Mast Cells and Resistance to Immunotherapy in Cancer

Tumor microenvironment shows a diversity of tumor cells, stromal cells, and several types of immune cells. Tumor microenvironment can inhibit tumor growth and suppress or revert the malignant phenotype. In the meantime, signals from the microenvironment can lead to initiation and promotion of neoplastic transformation of normal cells. The identification of defined immunosuppressive pathways that are present in the tumor microenvironment has pointed therapeutic strategies that may promote inflammation and/or innate immune activation in this context.

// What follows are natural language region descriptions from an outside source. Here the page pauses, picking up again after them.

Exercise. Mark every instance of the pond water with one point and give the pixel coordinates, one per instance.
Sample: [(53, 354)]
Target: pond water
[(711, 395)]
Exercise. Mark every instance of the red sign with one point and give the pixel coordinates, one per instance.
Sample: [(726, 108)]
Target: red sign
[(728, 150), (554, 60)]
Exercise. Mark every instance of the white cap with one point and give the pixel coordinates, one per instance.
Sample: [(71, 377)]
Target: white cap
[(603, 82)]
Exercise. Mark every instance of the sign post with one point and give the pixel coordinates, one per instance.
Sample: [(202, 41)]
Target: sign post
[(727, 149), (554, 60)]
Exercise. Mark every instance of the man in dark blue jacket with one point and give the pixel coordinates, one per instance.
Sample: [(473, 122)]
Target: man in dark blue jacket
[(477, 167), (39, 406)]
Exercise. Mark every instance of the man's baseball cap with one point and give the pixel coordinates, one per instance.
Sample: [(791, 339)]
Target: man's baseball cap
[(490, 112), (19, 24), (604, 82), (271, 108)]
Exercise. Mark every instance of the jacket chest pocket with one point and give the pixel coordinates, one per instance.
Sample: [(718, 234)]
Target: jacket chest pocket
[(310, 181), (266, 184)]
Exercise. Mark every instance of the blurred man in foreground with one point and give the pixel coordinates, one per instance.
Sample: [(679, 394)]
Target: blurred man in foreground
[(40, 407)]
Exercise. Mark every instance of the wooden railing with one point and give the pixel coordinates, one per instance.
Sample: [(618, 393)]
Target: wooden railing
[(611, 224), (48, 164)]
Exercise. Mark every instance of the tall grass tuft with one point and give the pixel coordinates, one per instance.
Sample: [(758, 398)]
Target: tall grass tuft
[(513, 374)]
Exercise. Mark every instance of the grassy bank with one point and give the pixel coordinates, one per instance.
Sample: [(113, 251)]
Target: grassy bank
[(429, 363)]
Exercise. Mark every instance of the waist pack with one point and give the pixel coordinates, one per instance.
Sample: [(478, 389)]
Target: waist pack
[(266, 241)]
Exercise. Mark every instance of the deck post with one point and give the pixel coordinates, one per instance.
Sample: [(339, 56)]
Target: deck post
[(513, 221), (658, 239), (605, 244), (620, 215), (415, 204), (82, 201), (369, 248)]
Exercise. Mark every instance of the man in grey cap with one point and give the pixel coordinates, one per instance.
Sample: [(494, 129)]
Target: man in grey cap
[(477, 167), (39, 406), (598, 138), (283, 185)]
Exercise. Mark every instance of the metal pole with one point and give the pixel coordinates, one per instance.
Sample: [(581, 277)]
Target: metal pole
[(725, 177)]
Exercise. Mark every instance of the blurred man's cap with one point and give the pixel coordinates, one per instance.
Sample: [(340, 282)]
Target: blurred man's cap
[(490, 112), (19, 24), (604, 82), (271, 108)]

Among the inflammatory cells present in tumor microenvironment, mast cells and their mediators are majorly involved in pro-tumorigenic roles, however, they also exert anti-tumorigenic roles (Ribatti 2022) (Fig. 1). Mast cells promote tumor growth by releasing cytokines and growth factors, such as fibroblast growth factor (FGF)-2, vascular endothelial growth factor (VEGF), platelet-derived growth factor (PDGF), nerve growth factor (NGF), interleukin (IL)-8, and IL-10 (high expression), histamine through H1 receptors, tryptase and chymase. In contrast, mast cells inhibit tumor growth, by releasing IL-1, IL-2, IL-4, IL-6, IL-10 (low expression), monocyte chemotactic protein-3 and -4 (MCP-3 and -4), histamine through H2 receptors, interferon alpha  (IFNα), transforming growth factor (TGF)-β, tumor necrosis factor (TNF)-α, and leukotriene B4 (Ribatti and Crivellato 2009) (Fig. 1).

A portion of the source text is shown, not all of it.